"It is that Islam is basically oppressed by the West, disrespected and treated unfairly, that the military action we took post-9/11 was against countries because they are Muslim, and that in the Middle East we ignore the injustice done to Palestinians in our desire to support Israel because the Palestinians are Muslims and the Israelis predominantly Jews."
All the well-meaning European leaders who travel back and forth between Israel and the Palestinian territories in the hope of achieving peace and preventing others from taking that honour away from them (not necessarily in that order) subscribe to that mistaken narrative in one way or another.
Ashton, after all, begged the Israelis to receive her, though they were on holiday. The Israelis were happy to help and complied — and what did they get in return? An official reprimand, the day she arrived, about Israel's refusal to extend the moratorium on settlement construction, as if the destiny of the world (not to mention Lady Ashton's prestige) depended on it.

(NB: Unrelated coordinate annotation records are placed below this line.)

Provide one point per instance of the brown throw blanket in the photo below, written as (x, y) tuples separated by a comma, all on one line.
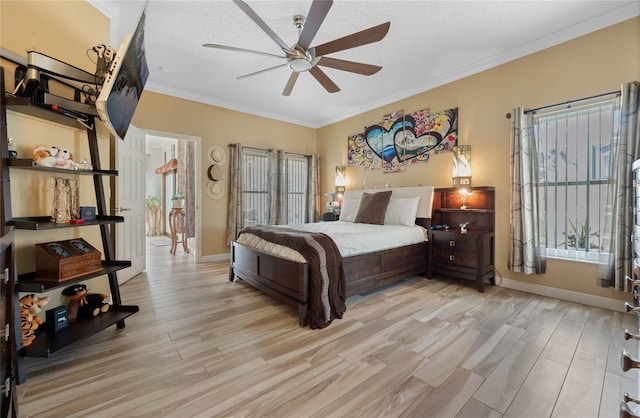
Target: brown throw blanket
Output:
[(326, 275)]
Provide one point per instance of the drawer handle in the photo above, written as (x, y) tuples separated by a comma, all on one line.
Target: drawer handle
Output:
[(628, 335), (629, 308), (628, 398)]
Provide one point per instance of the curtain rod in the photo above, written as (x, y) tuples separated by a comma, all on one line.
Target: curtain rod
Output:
[(269, 149), (617, 93)]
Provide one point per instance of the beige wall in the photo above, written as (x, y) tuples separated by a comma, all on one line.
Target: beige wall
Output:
[(218, 126), (590, 65)]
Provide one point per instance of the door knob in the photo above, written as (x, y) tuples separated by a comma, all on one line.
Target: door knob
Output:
[(626, 412)]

As if peace required only Israeli concessions — and unless those concessions were forthcoming the rage of the Muslim world was somehow justified. This is, after all, the gist of what Lady Ashton said in her first major foreign policy speech in Cairo last March, when she defined the resolution of the Arab-Israeli conflict as not only a "vital European interest" but also one that is "central to the solution of other problems in the region".

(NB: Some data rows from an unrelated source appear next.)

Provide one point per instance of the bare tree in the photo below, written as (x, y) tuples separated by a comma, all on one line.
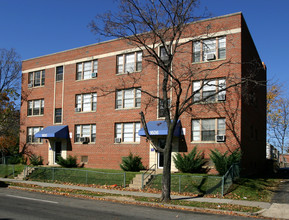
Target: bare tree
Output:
[(10, 76), (277, 117), (158, 27)]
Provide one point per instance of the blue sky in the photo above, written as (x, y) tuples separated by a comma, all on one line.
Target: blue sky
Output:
[(39, 27)]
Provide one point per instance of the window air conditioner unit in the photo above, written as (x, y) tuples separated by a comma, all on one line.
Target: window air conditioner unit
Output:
[(211, 56), (94, 75), (84, 139), (117, 140), (221, 97), (220, 138)]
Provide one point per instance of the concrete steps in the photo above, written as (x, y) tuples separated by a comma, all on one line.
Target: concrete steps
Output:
[(27, 171), (137, 181)]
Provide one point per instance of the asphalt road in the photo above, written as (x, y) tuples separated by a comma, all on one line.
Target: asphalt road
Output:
[(18, 204)]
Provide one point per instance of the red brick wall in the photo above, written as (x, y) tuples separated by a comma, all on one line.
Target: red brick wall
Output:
[(105, 153)]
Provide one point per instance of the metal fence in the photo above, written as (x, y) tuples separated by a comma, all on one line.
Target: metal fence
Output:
[(179, 183), (78, 176)]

Here was the top European diplomat telling Arab dictators (she uttered her words at the headquarters of the Arab League) that all their failures combined could somehow be explained by the lack of Israeli-Palestinian peace, which in turn she blamed on Israel's occupation.
It is a sad testament to European history — one that once produced great scholarship and a deep understanding of the faraway regions of the world that Europe ruled for so long — that the Continent's elected (and unelected) leaders' knee-jerk instinct to apologise and feel guilty for the past leads them to endorse a narrative of grievance while disguising their petty ego-quarrels as the lofty business of state.